According to analytics-based consulting firm Sg2, outpatient volumes are projected to eclipse inpatient admission volumes over the next decade, increasing nationally by 15 percent. Hospital executives planning for value-based care will need to focus more on coordinating care that takes place outside the walls of the hospital, including post-acute services for disease management, care compliance, and rehabilitative services. Now is the time for organizations to test their level of integration with services conducted in an outpatient care setting.
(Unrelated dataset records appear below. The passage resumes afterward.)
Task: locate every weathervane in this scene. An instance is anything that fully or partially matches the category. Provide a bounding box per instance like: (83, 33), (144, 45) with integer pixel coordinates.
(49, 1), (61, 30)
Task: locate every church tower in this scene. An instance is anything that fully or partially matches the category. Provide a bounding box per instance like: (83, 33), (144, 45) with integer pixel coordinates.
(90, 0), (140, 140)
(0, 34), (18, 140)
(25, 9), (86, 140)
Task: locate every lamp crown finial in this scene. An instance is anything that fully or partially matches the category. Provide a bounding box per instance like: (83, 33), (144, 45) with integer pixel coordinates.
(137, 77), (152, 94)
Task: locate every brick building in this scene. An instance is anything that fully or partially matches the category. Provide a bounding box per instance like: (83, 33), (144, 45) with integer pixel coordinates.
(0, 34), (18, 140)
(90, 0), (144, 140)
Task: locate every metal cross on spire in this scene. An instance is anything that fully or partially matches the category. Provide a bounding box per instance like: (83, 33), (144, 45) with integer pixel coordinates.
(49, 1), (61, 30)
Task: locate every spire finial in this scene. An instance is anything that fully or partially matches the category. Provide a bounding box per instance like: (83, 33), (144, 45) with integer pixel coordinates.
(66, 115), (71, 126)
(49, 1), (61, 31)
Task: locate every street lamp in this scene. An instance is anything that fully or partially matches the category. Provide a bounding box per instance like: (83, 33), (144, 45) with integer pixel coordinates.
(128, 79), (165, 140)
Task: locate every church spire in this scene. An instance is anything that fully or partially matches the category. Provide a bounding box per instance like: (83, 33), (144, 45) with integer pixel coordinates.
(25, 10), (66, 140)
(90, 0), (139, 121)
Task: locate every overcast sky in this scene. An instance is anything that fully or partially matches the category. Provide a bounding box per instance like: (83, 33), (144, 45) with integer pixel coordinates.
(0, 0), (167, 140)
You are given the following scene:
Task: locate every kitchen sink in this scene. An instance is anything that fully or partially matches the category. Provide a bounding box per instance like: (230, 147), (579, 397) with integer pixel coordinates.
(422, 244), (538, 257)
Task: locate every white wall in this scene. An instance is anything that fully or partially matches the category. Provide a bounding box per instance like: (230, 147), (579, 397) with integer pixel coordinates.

Are the physicians on board and prepared for more risk assumption? A number of recent studies suggest that physicians will require significant engagement throughout the transition to value-based care. Perhaps most telling is a recent survey by Deloitte, which found that half of U.S. physicians are currently unaware of MACRA. Moreover, a 2015 survey conducted by the American Academy of Family Physicians and Humana found that nearly 70 percent of physicians believed that value-based payment would not improve patient care. Clearly, significant work remains on behalf of hospital leaders to educate and support physicians. Healthcare organizations should begin by identifying physician champions within their network who can help advocate for changes taking place.

The transition to value-based care is a significant departure from long-ingrained FFS care practices. But with the first performance year for MACRA now underway, healthcare organizations that have not begun the transition may find themselves behind the curve. Executives who have fully considered opportunities to strengthen their bottom line—and those that have invested in understanding their patient populations, market trends and current physician sentiment—will be better equipped to manage risk and plan for long-term sustainability under value-based care. 


Tawnya Bosko, DHA, MS, MHA, MSHL, is vice president at Sg2, a Vizient company, Skokie, Ill.